O’Hare and colleagues used data from the U.S. Renal Data System to identify nearly 1.3 million dialysis patients who died between 2000 and 2014. Patients younger than 18 years; those who did not have Medicare Parts A and B; had a transplant in the last year of life; and whose last treatment modality before death was not hemodialysis, were excluded from the review. The final analytic cohort included 639,466 patients. Researchers used trajectory modeling to estimate mortality.
In reviewing patterns of care within the Medicare patients in the cohort, researchers identified four spending trajectories during the last year of life “that represented markedly different intensities of care,” they wrote.
“Within the cohort, 9% had escalating spending and 13% had persistently high spending throughout the last year of life, while 41% had relatively low spending with late escalation, and 37% had moderate spending with late escalation,” they wrote.
After reviewing the use of hospice at the time of death, researchers found low marks in all four groups, “ranging from 19% of those with persistently high costs to 21% of those with moderate costs. The median number of days spent in hospice during the last year of life was almost the same (either 5 or 6 days) among the four groups,” the researchers wrote.

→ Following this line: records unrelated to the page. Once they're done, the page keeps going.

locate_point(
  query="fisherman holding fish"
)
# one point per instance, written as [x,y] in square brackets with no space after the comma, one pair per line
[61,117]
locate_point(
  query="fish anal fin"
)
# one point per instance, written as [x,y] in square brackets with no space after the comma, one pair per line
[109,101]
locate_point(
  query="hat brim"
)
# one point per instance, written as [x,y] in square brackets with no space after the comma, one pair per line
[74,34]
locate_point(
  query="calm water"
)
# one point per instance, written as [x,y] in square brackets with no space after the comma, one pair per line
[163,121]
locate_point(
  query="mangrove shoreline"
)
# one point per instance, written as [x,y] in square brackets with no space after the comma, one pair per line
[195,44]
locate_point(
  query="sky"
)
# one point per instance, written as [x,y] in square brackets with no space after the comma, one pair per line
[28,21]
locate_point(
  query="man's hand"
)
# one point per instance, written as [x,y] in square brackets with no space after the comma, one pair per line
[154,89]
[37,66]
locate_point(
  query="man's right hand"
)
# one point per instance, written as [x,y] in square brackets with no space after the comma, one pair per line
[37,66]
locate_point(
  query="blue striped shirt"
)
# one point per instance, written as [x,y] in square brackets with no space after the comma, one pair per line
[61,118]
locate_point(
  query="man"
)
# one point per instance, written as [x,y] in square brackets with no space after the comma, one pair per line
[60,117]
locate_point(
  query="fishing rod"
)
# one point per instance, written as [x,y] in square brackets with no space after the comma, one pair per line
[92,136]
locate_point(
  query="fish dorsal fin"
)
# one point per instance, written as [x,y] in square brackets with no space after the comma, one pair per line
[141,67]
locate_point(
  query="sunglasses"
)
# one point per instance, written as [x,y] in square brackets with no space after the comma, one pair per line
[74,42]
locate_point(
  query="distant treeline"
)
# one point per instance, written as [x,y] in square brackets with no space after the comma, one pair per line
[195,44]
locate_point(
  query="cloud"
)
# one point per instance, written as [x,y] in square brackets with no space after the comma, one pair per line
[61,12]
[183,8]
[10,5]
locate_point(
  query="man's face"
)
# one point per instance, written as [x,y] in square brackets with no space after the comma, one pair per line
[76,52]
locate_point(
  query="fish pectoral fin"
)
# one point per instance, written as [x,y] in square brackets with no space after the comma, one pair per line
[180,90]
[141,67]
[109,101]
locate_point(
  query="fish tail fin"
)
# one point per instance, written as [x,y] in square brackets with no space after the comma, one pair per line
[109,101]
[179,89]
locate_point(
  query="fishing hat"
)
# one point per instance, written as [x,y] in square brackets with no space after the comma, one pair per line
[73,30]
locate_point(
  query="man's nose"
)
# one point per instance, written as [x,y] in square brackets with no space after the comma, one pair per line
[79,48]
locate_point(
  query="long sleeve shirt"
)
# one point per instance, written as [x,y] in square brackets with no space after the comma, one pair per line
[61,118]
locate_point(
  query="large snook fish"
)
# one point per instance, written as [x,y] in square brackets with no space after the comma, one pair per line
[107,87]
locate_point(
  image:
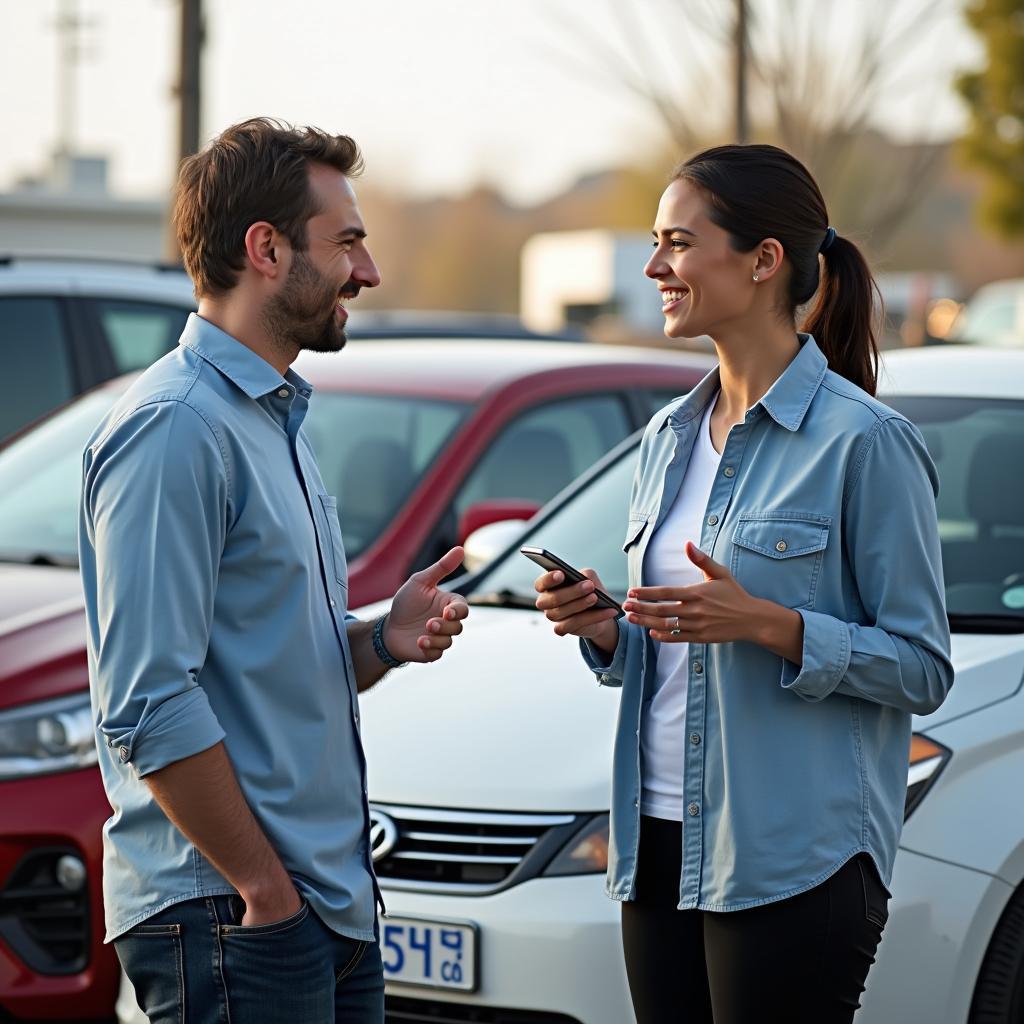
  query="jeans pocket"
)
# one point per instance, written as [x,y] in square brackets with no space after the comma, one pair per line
[151,956]
[271,928]
[876,894]
[353,962]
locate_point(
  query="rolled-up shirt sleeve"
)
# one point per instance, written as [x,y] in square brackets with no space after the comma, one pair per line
[609,672]
[901,656]
[155,511]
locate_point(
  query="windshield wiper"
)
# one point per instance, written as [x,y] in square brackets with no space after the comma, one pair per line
[986,623]
[39,558]
[504,599]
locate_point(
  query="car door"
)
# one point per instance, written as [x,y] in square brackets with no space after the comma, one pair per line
[38,358]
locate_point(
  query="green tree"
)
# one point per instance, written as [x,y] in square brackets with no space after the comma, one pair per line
[995,95]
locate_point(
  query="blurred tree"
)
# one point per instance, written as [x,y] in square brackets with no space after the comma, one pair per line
[994,140]
[819,72]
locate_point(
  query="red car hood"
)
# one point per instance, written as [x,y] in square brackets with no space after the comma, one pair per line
[42,634]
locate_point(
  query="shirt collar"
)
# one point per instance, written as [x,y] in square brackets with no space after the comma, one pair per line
[786,400]
[237,361]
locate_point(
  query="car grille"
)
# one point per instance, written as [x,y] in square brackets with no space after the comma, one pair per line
[401,1011]
[46,925]
[467,852]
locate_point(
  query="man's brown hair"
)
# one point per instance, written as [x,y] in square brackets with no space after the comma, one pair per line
[256,170]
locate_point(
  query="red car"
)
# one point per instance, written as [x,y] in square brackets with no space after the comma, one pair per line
[421,442]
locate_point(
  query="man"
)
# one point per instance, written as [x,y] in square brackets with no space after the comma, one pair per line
[224,668]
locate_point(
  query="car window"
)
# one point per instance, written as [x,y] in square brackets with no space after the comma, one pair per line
[372,451]
[587,531]
[978,449]
[139,333]
[545,449]
[658,398]
[35,355]
[40,478]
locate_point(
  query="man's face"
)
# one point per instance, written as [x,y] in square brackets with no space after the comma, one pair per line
[308,311]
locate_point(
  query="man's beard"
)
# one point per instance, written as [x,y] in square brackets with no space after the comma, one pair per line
[295,317]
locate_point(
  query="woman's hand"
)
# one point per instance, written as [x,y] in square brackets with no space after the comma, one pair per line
[571,608]
[718,610]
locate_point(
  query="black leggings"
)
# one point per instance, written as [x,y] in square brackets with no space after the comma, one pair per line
[799,961]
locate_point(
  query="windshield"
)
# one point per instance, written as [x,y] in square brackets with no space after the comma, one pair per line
[978,448]
[40,476]
[372,450]
[588,531]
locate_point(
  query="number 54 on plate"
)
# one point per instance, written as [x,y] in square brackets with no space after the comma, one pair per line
[435,953]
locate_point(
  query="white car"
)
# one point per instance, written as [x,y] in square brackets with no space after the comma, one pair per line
[489,771]
[992,316]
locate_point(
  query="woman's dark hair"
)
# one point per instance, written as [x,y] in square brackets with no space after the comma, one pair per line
[761,192]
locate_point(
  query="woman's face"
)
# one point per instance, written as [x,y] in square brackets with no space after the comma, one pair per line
[705,284]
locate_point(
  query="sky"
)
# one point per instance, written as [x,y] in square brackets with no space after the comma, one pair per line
[440,94]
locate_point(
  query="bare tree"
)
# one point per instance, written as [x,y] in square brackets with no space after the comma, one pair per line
[819,75]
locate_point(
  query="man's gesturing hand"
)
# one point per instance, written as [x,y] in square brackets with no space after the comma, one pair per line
[424,619]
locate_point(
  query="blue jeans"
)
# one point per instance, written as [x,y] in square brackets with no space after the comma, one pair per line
[194,964]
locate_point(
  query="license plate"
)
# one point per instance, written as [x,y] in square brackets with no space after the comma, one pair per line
[437,953]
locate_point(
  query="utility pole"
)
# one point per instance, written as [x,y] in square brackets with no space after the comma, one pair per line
[69,27]
[188,77]
[742,128]
[187,93]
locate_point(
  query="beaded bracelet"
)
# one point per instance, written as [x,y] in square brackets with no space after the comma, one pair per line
[379,649]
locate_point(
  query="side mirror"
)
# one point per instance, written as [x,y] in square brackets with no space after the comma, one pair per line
[495,510]
[485,544]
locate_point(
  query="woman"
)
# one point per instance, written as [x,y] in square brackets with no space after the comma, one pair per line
[784,617]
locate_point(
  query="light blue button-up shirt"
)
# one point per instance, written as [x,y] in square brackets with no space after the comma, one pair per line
[824,502]
[216,595]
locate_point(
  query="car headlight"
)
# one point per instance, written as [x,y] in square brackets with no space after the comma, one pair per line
[927,761]
[48,736]
[586,852]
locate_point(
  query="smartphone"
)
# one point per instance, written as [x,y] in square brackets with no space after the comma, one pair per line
[551,562]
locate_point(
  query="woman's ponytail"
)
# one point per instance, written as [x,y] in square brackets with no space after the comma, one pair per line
[761,192]
[844,316]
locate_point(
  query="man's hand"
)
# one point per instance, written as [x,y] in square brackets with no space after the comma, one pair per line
[424,619]
[266,905]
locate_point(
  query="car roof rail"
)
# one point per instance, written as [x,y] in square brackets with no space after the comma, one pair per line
[163,266]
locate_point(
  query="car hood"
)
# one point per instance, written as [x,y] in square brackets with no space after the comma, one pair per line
[510,719]
[989,668]
[42,633]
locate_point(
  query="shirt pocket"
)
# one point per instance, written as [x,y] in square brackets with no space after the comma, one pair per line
[777,555]
[337,546]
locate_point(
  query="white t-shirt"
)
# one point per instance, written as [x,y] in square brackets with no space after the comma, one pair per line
[663,736]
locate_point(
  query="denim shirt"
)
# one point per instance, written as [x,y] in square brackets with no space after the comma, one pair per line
[824,502]
[216,596]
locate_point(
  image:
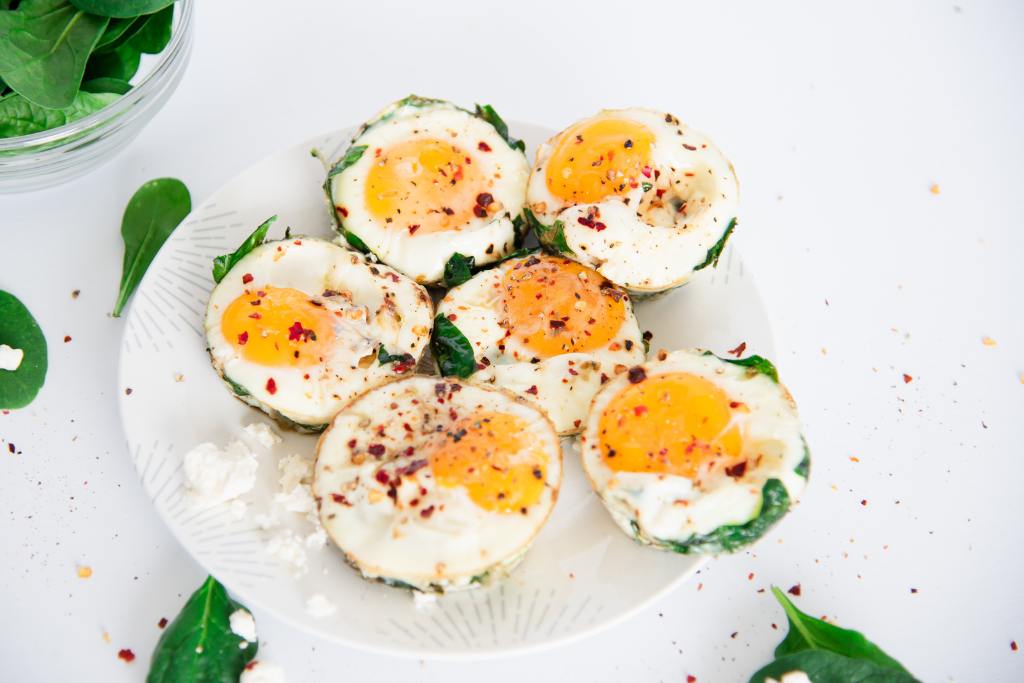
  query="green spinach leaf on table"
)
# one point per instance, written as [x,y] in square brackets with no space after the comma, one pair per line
[199,645]
[44,47]
[223,264]
[121,8]
[19,117]
[153,213]
[828,653]
[19,330]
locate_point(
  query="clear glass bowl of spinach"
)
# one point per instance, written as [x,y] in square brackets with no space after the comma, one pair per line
[121,89]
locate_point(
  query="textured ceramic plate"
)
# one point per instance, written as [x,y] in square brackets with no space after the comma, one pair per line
[582,573]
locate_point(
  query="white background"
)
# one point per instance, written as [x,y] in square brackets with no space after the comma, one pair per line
[839,120]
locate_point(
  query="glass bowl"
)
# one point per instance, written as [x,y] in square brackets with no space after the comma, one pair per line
[55,156]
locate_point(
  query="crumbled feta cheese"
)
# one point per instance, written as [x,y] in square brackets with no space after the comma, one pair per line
[318,606]
[261,431]
[238,508]
[258,671]
[792,677]
[288,547]
[214,475]
[10,358]
[243,625]
[296,474]
[421,599]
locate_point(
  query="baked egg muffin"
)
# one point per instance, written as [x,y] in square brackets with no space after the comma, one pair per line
[424,180]
[636,195]
[695,454]
[435,484]
[545,328]
[299,327]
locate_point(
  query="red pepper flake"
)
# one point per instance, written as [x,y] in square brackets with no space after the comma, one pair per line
[297,333]
[736,471]
[591,223]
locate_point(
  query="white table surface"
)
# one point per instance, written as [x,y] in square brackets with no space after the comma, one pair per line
[839,121]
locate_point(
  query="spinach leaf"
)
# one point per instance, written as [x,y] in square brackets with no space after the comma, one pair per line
[153,213]
[155,33]
[199,645]
[452,350]
[121,8]
[223,264]
[121,62]
[807,633]
[826,667]
[757,364]
[727,539]
[118,32]
[458,269]
[487,113]
[716,252]
[19,330]
[804,467]
[19,117]
[552,237]
[44,46]
[108,85]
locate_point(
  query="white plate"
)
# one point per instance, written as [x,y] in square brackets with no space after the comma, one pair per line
[582,573]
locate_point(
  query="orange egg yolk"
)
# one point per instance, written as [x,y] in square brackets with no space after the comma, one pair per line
[598,159]
[426,185]
[492,457]
[278,327]
[555,305]
[670,424]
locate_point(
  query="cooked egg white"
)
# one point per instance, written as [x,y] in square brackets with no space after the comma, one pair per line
[301,326]
[547,329]
[636,195]
[424,180]
[436,484]
[694,454]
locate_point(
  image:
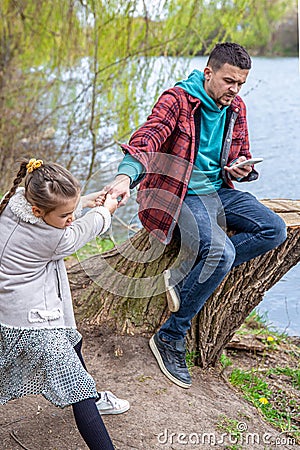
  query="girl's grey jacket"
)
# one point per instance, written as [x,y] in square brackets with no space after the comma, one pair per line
[34,287]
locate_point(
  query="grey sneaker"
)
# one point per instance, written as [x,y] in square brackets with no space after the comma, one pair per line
[171,360]
[172,292]
[108,403]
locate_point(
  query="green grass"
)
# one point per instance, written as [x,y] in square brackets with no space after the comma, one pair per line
[274,404]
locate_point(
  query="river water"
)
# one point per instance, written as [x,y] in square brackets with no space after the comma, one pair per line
[272,95]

“What was striking is that, despite the marked heterogeneity across the groups – in spending, use of acute and subacute care, and patient characteristics – it made little difference to whether patients were enrolled in hospice and how long they received hospice services,” O’Hare said in the release.
For all groups, fewer than one in four patients enrolled in hospice. That compares with the almost 50% hospice-enrollment rate of Medicare’s overall population, according to the release.
There are prospects for change. The Center for Medicare and Medicaid Innovation is testing several care models that might be adapted to more flexibly provide hospice and palliative care for patients on dialysis, O’Hare said in the release.
Reference:
https://newsroom.uw.edu/news/medicare-patients-hemodialysis-face-poor-hospice-access
Disclosures: The study was supported by the National Institute of Diabetes and Digestive and Kidney Diseases (U01DK102150) and by a private donation from Jeff Lehman and Katrina Russell. The authors had no financial disclosures.